To strew his rosy path with thorn,


And rusty nails, yea, plenty such.

‘Wait.’ She fell against the doorway as he turned his back. ‘There’s more. And you can drop that fucking thing.’

He looked down and realized he was strangling the leg, his fingers tight and white as though the blood had leached from him into the wood. After a moment’s hesitation he placed it carefully on the floor, making sure to put it on a bed of woodchips.

‘’Tis not for he the sparrow pipes,

Nor blows the bullfrog in the rill,

Ah, not for he the heron wipes,

His stately nose upon his quill.’

Odile lowered her book and gave Gilles a knowing look. Nodding a few times she closed her book and walked with great concentration back into the store. Gilles watched and wondered what she was trying to tell him. How was it he understood trees but not Odile?

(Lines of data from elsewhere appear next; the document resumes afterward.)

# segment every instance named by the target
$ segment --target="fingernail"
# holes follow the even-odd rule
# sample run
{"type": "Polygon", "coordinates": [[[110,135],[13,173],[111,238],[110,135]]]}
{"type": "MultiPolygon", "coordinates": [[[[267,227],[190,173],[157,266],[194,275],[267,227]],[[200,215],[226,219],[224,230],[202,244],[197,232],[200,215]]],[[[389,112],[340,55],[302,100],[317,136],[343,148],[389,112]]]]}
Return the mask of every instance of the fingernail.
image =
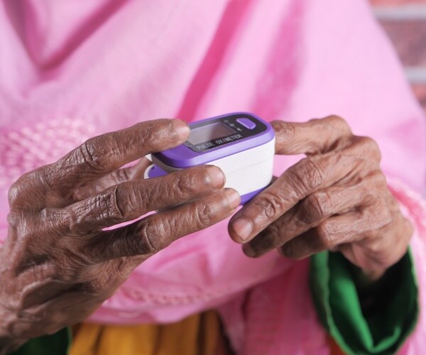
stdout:
{"type": "Polygon", "coordinates": [[[186,139],[190,135],[189,126],[180,119],[174,119],[173,127],[180,139],[186,139]]]}
{"type": "Polygon", "coordinates": [[[253,258],[256,256],[256,253],[250,244],[244,244],[243,246],[243,251],[247,256],[249,256],[250,258],[253,258]]]}
{"type": "Polygon", "coordinates": [[[237,218],[232,222],[232,228],[243,242],[248,239],[253,231],[253,224],[245,218],[237,218]]]}
{"type": "Polygon", "coordinates": [[[231,208],[238,207],[241,201],[239,194],[234,189],[226,189],[225,190],[225,195],[229,201],[229,206],[231,206],[231,208]]]}
{"type": "Polygon", "coordinates": [[[209,166],[207,171],[213,187],[217,189],[223,187],[225,185],[225,175],[222,170],[217,166],[209,166]]]}

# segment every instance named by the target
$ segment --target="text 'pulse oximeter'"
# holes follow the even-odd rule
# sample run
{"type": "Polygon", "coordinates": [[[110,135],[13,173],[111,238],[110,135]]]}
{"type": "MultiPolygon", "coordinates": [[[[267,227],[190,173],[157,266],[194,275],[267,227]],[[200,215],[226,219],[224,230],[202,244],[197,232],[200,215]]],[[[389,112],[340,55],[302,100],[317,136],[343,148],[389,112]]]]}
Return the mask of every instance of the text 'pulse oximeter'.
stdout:
{"type": "Polygon", "coordinates": [[[151,155],[145,177],[156,178],[204,164],[216,165],[226,176],[225,187],[235,189],[241,204],[272,180],[275,133],[272,126],[246,112],[227,114],[190,124],[183,144],[151,155]]]}

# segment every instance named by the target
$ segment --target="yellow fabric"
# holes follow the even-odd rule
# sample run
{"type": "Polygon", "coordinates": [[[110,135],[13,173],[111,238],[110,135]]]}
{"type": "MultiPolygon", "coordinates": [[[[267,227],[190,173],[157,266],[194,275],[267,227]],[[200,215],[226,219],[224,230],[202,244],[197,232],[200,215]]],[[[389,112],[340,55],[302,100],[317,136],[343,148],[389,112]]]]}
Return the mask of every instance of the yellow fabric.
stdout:
{"type": "Polygon", "coordinates": [[[218,354],[220,339],[220,323],[213,311],[170,324],[84,323],[75,333],[70,354],[213,355],[218,354]]]}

He suddenly felt uneasy as though ants were crawling inside his skin. Bringing the wooden leg to his face he inhaled deeply and was transported to the forest. The tender, watchful forest. Safe. But even there his thoughts ran him to earth.

What did Odile know? Wasn’t a quill a type of pen? Was she planning to write something less abstruse about him? Was she warning him? If so, she had to be stopped.

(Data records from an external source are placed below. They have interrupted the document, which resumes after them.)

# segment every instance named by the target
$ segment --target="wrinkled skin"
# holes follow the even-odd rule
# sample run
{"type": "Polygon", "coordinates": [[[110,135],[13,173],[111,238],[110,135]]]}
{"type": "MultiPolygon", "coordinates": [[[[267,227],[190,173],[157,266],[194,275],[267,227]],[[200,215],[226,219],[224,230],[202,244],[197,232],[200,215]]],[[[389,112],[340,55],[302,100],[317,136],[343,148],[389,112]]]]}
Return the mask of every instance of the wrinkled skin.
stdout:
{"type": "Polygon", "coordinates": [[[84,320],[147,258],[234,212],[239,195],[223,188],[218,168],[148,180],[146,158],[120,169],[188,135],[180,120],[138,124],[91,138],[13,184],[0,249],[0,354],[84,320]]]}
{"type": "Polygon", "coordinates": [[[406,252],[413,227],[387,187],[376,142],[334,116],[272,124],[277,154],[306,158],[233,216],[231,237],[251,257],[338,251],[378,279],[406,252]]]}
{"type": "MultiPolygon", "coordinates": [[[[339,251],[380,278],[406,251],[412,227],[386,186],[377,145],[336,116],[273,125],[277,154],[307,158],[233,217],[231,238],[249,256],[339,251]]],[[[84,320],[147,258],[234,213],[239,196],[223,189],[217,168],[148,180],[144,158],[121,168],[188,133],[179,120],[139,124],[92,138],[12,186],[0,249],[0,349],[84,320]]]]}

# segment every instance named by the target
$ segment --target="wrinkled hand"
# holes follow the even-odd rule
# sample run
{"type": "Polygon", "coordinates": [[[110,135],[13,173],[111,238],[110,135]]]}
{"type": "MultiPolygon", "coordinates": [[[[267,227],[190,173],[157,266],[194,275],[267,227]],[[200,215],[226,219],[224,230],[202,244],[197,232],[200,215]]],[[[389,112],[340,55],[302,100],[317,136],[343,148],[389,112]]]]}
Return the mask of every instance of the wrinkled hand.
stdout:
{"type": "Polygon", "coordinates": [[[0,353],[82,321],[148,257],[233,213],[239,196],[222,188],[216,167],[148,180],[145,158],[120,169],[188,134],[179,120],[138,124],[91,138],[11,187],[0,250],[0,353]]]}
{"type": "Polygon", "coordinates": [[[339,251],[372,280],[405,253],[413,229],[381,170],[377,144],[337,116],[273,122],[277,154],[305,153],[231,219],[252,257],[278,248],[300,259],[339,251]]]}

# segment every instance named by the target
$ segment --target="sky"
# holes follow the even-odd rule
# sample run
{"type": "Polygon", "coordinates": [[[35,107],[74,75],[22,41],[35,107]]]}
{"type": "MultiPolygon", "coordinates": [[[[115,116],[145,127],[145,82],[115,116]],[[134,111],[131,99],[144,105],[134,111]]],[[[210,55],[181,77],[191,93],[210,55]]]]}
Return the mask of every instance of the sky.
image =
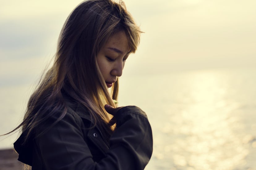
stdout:
{"type": "MultiPolygon", "coordinates": [[[[256,64],[255,1],[124,2],[144,32],[124,74],[256,64]]],[[[65,20],[80,2],[0,0],[0,86],[38,78],[55,53],[65,20]]]]}

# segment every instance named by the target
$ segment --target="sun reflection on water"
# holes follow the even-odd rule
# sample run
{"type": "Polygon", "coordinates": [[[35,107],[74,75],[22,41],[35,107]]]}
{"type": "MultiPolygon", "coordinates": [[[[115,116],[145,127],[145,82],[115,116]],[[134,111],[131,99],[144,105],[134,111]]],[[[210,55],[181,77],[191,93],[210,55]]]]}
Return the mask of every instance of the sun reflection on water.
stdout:
{"type": "Polygon", "coordinates": [[[147,85],[129,87],[145,96],[133,102],[147,108],[152,128],[145,169],[256,169],[256,78],[225,71],[132,78],[147,85]]]}
{"type": "MultiPolygon", "coordinates": [[[[175,166],[228,169],[245,163],[248,152],[234,131],[234,126],[239,125],[234,123],[237,120],[232,115],[239,104],[225,99],[227,89],[221,75],[215,72],[194,73],[187,79],[190,93],[186,99],[190,104],[177,118],[182,121],[176,122],[173,132],[185,136],[175,142],[176,152],[179,153],[173,156],[175,166]]],[[[166,132],[171,127],[164,128],[166,132]]],[[[244,140],[251,140],[247,138],[244,140]]]]}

He tapped his palm rhythmically with the exquisite wooden leg as he thought.

At his desk Armand Gamache smoothed the crumpled newspaper. Up until that moment he’d only had people read it to him and that had been shocking enough. But his heart gave a contraction as he looked at the picture. Daniel’s hand on the envelope he’d forced on him just yesterday morning. Daniel, beautiful Daniel, a big bear of a man. Couldn’t everyone see they were father and son? Were the editors deliberately blind? But Gamache knew the answer to that. Someone was blocking out their reason.

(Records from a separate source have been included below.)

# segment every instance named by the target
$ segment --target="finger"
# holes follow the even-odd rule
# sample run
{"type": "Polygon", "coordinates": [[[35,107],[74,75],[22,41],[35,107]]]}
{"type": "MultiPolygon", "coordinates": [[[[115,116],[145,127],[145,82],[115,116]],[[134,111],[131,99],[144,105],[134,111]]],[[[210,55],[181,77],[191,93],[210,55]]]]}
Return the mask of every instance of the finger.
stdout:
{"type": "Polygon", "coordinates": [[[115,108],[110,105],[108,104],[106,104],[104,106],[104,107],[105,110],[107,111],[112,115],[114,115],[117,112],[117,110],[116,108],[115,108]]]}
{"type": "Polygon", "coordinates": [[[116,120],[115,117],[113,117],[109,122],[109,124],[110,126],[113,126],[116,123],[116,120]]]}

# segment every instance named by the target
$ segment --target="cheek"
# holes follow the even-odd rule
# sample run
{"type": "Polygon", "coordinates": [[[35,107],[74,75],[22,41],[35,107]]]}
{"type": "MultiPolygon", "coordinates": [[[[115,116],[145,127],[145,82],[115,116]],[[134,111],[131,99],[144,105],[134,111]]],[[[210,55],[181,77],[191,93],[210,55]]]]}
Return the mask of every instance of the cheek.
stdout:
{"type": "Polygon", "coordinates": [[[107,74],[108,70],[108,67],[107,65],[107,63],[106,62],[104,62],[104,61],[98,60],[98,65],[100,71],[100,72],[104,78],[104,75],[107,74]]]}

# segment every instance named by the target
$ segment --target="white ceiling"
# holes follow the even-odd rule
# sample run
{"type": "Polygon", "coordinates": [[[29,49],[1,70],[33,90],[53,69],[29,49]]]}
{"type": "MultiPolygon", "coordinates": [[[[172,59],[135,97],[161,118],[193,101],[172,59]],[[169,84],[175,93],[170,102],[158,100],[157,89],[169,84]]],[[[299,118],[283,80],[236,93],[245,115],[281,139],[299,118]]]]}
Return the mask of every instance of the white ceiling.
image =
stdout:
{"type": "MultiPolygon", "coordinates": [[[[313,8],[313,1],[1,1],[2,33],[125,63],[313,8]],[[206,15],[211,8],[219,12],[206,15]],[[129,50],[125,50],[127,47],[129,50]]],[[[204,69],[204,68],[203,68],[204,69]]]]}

He reached for the phone and dialed Daniel.

Dr Sharon Harris pulled her car up to the kerb and was about to go into the bistro. Through its mullioned window she could see the Morrows and a few others she knew slightly. She could see the fire jumping in the grate and Gabri holding a tray of drinks and telling a story to an amused group of villagers. As she watched Olivier expertly took the tray from Gabri and delivered the drinks to another group. Gabri sat down, crossed his massive legs and continued the story. She thought she saw him take a sip from someone’s whiskey, but she wasn’t sure. She turned and looked at the village. Lights were beginning to appear and the sweet scent of log fires was in the air. The three massive pines on the village green threw long evening shadows now. She looked into the sky. More than night was closing in. She’d listened to the forecast in the car and even Environment Canada was surprised that such a mammoth system had suddenly appeared. But what did it contain? The forecasters didn’t know. Could be rain or sleet or even snow at this time of year.

Since she didn’t see Chief Inspector Gamache in the bistro Dr Harris decided to sit on the bench on the green and get some air. As she bent to sit down something beneath the bench caught her eye. She picked it up, examined it, and smiled.